Correspondance de Voltaire/1763/Lettre 5188

Correspondance : année 1763GarnierŒuvres complètes de Voltaire, tome 42 (p. 385-387).
5188. — À M. DAMILAVILLE.
13 février.

Mon cher frère, si vous n’avez pas des Éclaircissements historiques[1], en voici. Il est assez plaisant qu’on puisse imprimer la calomnie, et qu’on ne puisse pas imprimer la justification. Je joins à ces deux exemplaires la véritable feuille de l’Essai sur les Mœurs, de laquelle assurément messieurs doivent être contents, à moins qu’ils ne soient extrêmement difficiles. Comme il n’y a rien dans cette feuille qui ne se trouve dans le procès de Damiens, que le parlement lui-même a fait imprimer, je ne vois pas que messieurs aient le moindre prétexte de me traiter comme les jésuites : d’ailleurs j’aime la vérité, et je ne crains point messieurs ; je suis à l’abri de leur greffier. Au reste, il me semble qu’il y a, à la page 325, une chose bien flatteuse pour un de messieurs[2].

Quant à la roture de messieurs, il faudrait être aussi ignorant qu’un jeune conseiller au parlement pour ne pas savoir que jamais les simples conseillers ne furent nobles[3]. Voyez le chapitre de la noblesse, c’est bien pis ; les chanceliers n’étaient pas nobles par leur charge, ils avaient besoin de lettres d’anoblissement. Quand on écrit l’histoire, il faut dire la vérité, et ne point craindre ceux qui se croient intéressés à l’opprimer.

Le Traité sur l’Éducation[4] me paraît un très-bon ouvrage, et, pour tout dire, digne de l’honneur que frère Platon-Diderot lui a fait d’en être l’éditeur.

Si frère Thieriot ne sait pas l’air de Béchamel, je vais vous l’envoyer noté : car il faut avoir le plaisir de chanter :


Vive le roi et Simon Lefranc !


Avez-vous entendu parler de la pièce[5] dont M. Goldoni a régalé le Théàtre-Italien ? a-t-elle du succès ? joue-t-on encore le vieux Dupuis et M. Desronais ? J’avais prié mon cher frère de m’envoyer ce Dupuis ; j’attendais le Discours de mon confrère l’évêque de Montrouge[6], il m’avait écrit qu’il me l’envoyait, mais point de nouvelles : monsieur l’évêque est occupé auprès de quelques filles de l’Opéra-Comique. Mais c’est à frère Thieriot que j’en veux. Il est bien cruel qu’il n’ait pas encore cherché les Dialogues de Grégoire le Grand[7]. Je les avais autrefois ; c’est un livre admirable en son espèce ; la bêtise ne peut aller plus loin.

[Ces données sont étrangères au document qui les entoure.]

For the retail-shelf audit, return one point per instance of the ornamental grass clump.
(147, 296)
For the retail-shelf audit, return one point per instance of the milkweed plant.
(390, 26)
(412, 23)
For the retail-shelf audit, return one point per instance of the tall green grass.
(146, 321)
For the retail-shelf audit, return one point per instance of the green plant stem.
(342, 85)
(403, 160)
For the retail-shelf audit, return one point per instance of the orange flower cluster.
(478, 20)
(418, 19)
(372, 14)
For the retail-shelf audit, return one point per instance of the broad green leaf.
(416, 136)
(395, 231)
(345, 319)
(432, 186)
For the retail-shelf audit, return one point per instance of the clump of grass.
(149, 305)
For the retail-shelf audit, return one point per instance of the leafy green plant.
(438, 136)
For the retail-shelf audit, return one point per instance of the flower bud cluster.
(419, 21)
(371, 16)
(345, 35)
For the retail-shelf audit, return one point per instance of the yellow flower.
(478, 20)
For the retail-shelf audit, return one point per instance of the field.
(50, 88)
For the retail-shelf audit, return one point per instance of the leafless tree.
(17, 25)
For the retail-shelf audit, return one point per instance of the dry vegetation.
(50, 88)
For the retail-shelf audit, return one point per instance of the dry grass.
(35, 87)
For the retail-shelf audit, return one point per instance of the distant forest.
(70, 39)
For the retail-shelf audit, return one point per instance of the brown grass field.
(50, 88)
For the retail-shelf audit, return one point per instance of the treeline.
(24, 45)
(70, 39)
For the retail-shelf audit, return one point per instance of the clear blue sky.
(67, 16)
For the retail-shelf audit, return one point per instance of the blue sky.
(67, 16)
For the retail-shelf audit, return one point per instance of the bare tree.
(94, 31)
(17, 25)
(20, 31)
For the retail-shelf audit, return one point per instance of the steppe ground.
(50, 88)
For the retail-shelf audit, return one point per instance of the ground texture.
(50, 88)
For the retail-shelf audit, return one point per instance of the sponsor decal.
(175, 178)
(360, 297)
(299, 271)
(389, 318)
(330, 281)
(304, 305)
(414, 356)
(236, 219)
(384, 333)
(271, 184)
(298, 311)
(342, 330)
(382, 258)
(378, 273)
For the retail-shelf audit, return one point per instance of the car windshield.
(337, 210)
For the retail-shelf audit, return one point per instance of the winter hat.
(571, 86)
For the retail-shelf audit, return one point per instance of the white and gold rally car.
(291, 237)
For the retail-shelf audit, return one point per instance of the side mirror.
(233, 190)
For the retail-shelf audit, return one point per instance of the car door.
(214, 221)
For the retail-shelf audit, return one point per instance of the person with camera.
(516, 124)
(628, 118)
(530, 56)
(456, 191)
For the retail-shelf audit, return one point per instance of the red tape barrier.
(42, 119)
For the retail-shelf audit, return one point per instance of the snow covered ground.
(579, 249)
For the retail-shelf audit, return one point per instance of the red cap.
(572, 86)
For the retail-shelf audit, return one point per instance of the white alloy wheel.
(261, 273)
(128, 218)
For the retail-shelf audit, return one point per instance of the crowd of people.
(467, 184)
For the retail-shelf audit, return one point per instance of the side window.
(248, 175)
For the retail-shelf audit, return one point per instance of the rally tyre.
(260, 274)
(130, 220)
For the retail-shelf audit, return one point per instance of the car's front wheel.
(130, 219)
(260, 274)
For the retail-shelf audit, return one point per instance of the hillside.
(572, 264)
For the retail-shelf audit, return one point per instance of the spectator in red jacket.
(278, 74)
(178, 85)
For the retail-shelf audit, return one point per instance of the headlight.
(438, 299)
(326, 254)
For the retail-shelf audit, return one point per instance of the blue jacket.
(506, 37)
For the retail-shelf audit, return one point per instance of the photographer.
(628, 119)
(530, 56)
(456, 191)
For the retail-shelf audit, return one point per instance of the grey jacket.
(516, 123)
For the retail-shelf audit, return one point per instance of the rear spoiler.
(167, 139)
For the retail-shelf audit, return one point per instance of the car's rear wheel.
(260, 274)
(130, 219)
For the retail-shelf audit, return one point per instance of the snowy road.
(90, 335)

Je reçois Tout le monde a tort[8] ; ce Tout le monde a tort ne serait-il point de Mme Belot ? Il me paraît qu’une ironie de soixante pages, en faveur des jésuites, pourrait être dégoûtante. Je reçois aussi la belle et bonne lettre de mon frère, le tout enveloppé dans un papier destiné aux opérations du vingtième. Je suis toujours émerveillé que mon frère, enseveli dans ces occupations désagréables, ait du temps de reste pour les belles-lettres et pour la philosophie.

  1. Voyez tome XXIV, page 483.
  2. C’est la phrase concernant la messe fondée par l’abbé de Chauvelin, qu’on lit aujourd’hui tome XV, page 394.
  3. Voyez tome XII, page 76.
  4. De l’Education politique, 1763, in-12. Cet ouvrage a été attribué à Diderot, qui, dit Grimm, peut y avoir mis quelques phrases. Barbier croit que l’ouvrage est de Crevier.
  5. L’Amour palernel, comédie de Goldoni, fut joué le 5 février 1763.
  6. C’est ainsi que Voltaire appelait l’abbé de Voisenon, à qui il écrivit le 28 février (voyez lettre 5209).
  7. Paris, 1689, in-12. Le traducteur français est L. Bulteau.
  8. Tout le monde a tort, ou Jugement impartial d’une dame philosophe sur l’affaire des jésuites, 1762, in-12. Barbier dit que cet opuscule est du jésuite Abrassevin.